Сказать, что я ничего не понял, было бы знатным преуменьшением.
Интерлюдия
— А я вам, двум дурам, говорила. Я вас предупреждала! — злой и слегка отчаянный крик души немолодой, нехуденькой, но очень пьяной ученой заставил майора Окалину поморщиться как от зубной боли.
— Нина, иди-ка ты нахер! — не менее, а может быть, куда более пьяный и почти детский голос Кладышевой, у которой в стакане «спирта-плюс» было едва ли не больше водки, был единственным вразумительным ответом из всех сопутствующих этой необычной пьянке звуков, — Тебе, сучка, по красоте все получилось, да? Сидишь себе вся такая в халате и предупреждааааешь, да? Пошшшшла ты!
— Сама иди, *изда карманная! — неожиданно вызверилась ученая, — Я т-тебе русским языком…
— Что ты мне «узким языком», курва-мать?!! Сама всё поимела, сидишь своей толстой жопой на стульчике, бумажки пишешь, восхищенные письмеца с грамотами разбираешь?!! — перешла на почти на визг пьяная в стельку «чистая», постоянно дохлебывающая полужидкую жижу из своего стакана, — Конечно тебе голосом разума только и работать, пингвиниха *баная! Это мы с Нелькой крутим…
— Он правильно сказал, что вы о*уели!
— Да заткнитесь вы обе! — не выдержала майор произвола на собственной кухне, — Нахер заткнулись, кошелки! Хватит визжать!

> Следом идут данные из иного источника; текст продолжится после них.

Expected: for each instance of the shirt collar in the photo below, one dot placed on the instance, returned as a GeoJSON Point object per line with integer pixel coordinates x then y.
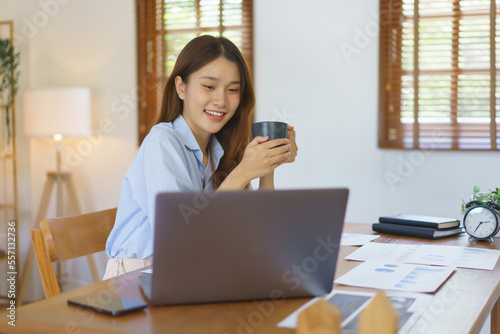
{"type": "Point", "coordinates": [187, 137]}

— А что еще остается? — неожиданно трезвым и спокойным голосом выдала Вероника, — Я, может, и сглупила…
— Да ты только этим и занималась всё время, психолог, мммать…, — процедила Окалина.
— А кто мне пел, что он ради Юльки на всё пойдет?!! — вновь перешла на ультразвук псевдодевочка, почти подпрыгивая на месте, — Ты! Ты, дура лохматая!! Мол пацан, мол страшный, мол ссаться от восторга должен, что такая как Юлька на него глаз положила! Втюрилась! С хера ли ты так решила, мамаша?!! Он нас выпер, не моргнув глазом!
— Да я…
— А знаешь, что он еще делал, не моргнув глазом?! — это уже Кладышева шипела, стоя прямо перед хозяйкой дома нос к носу, — Бил! На поражение! Твоих же пацанов! В той подземке! А они тренировались вместе! Шутили! *издели там о своем мужском! Почти друзья были! Поняла?! Я, когда ваш гребаный Симулянт мне в глаза взглянул, поняла, что он меня сейчас кончит! Просто разденется и размажет по стене! Чуть не обоссалась!

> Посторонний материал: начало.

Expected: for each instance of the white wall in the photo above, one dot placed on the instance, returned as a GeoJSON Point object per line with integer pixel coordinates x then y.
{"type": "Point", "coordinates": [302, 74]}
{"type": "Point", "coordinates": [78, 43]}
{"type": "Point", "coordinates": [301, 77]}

— Так ты же психолог, сучка…, — почти с издевкой протянула Молоко, наливающая себе новую, но куда более скромную чем у подруг порцию алкоголя, — Какого лешего ты его довела?

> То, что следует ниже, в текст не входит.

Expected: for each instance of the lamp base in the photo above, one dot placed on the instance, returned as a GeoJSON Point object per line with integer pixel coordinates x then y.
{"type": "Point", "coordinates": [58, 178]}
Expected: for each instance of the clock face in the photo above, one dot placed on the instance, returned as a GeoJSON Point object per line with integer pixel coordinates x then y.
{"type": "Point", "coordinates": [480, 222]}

— Потому что я не хочу двадцать лет просидеть в этом вертепе!! У меня… у нас нет столько времени! Уже! — крикнула Кладышева, — А именно столько и придётся, если его не доводить на чувства! Мы сами видели, своими глазами, у него средний эмоциональный фон чуть лучше Юлькиного промежуточного! Вы меня подписали на это! У нас, *ляди вы старые, результаты на руках! Графики! Показатели! Даже эта дылда всё поймет, если постарается!
— Я тебя сейчас в духовку засуну, — мрачно пообещала Окалина, — Градусов на 120. На час. Угомонись.
Ситуация была не просто паршивой, а безвыходной, блондинка это прекрасно понимала. Зла на Изотова, беспочвенного, неструктурированного, отчаянного зла… у неё сейчас был вагон.
И она даже понимала, откуда растут у этого зла корни.
Пацан не был патриотом, не был солдатом, но он стал очень важным и нужным лично ей, Окалине, стал очень важным для её дочери, и… он их обеих разбаловал. В край разбаловал, как бы смешно это не звучало. Пусть даже и не желая ничего подобного.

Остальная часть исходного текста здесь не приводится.